A reação dos mercados da dívida ao segundo pacote de resgate à Grécia foi "mista". Penalizou, claramente, a Grécia e Portugal e, em menor grau, França e Bélgica, e poupou Itália e Espanha.
A probabilidade de incumprimento da dívida grega num horizonte de cinco anos disparou, subindo de 87,82% no fecho de segunda-feira para 91,64% no fecho de terça-feira, segundo dados da CMA DataVision. O preço dos credit default swaps (cds) - seguros contra o incumprimento da dívida - associados à dívida grega voltou a subir acima dos 10.000 pontos, algo que já não ocorria desde 20 de dezembro de 2011. O valor dos "pontos à cabeça" (points upfront) aquando do estabelecimento de um contrato de cds disparou para 71 pontos.
Este conjunto de indicadores aponta, de novo, para uma situação de iminência de default. Apesar de, aparentemente, o acordo apontar para a realização, atempada, no começo de março, de uma troca de títulos de dívida. Troca que acarretará, como se soube nesta decisão do Eurogrupo, uma redução substancial do montante em dívida aos credores privados na ordem dos 74% do valor líquido presente. Troca que poderá evitar uma bancarrota no dia 20 de março, aquando do vencimento da maior fatia de dívida este ano.
Dúvidas sobre a trajetória da dívida grega
Esta subida significativa do risco grego deriva do facto do acordo obtido no Eurogrupo terça-feira de madrugada, depois de 13 horas de discussões, deixar "uma pletora de incógnitas", segundo o balanço realizado pela Markit. Uma das incógnitas mais citadas, entre os analistas, tem a ver com a trajetória da dívida grega. Será que vai descer de 160% do PIB em 2011 para 120,5% (nova meta, ao pormenor decimal, fixada pelo Eurogrupo) em 2020? Um relatório "estritamente confidencial" da troika, elaborado antes da reunião do Eurogrupo, e entretanto divulgado, admite um cenário em que a evolução da divida poderia ir até um pico de 178% do PIB em 2015, regressando, depois, a 160% em 2020, o mesmo nível de 2011.

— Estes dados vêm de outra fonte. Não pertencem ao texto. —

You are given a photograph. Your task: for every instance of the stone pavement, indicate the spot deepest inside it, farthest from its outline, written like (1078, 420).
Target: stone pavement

O contágio propagou-se, de imediato, à divida portuguesa. O nível de incumprimento, que havia descido abaixo dos 60% há uma semana atrás, voltou esta terça-feira a subir acima dos 60%, fechando em 60,54%, acima do valor de fecho de segunda-feira. A Markit voltou a referir o valor dos "pontos à cabeça" para o caso dos cds ligados à dívida soberana portuguesa que subiu para 33 pontos, de qualquer modo, um valor ainda distante do pico de 43 pontos de 30 de janeiro.
A mesma reação de penalização da dívida portuguesa ocorreu no mercado secundário com as yields (juros) das obrigações do Tesouro (OT) a subirem em todas as maturidades, com exceção do prazo a 2 anos, segundo dados da Bloomberg. O prémio de risco da dívida portuguesa em relação à dívida alemã fechou terça-feira, a subir, fixando-se em 10,45 pontos percentuais. Este prémio mede a diferença (spread) entre os juros das OT a 10 anos e os juros dos Bunds, a designação dos títulos alemães, com a mesma maturidade. Os juros dos Bunds servem de referência na zona euro.
Itália e Espanha escapam
O risco de incumprimento da dívida francesa, belga e irlandesa também se agravou esta terça-feira.
Escaparam à desconfiança destes mercados, a Itália e Espanha, cujos prémios de risco baixaram, bem como as yields dos seus títulos, e em particular no caso dos prazos a 10 anos. Neste prazo continuam bem abaixo do limiar crítico dos 7%, tendo fechado esta terça-feira em 5,44% para os títulos italianos e 5,14% para as obrigações espanholas.
A Itália saiu segunda-feira do 10º lugar no TOP 10 da probabilidade de incumprimento ("clube" da bancarrota) e, depois de ter reentrado à tarde na terça-feira, voltou a sair à hora de fecho.
O Tesouro espanhol colocou na manhã de terça-feira dívida de muito curto prazo, a 3 e a 6 meses, num montante de €2,5 mil milhões, com juros abaixo de 1%, o que já não se observava há dois anos.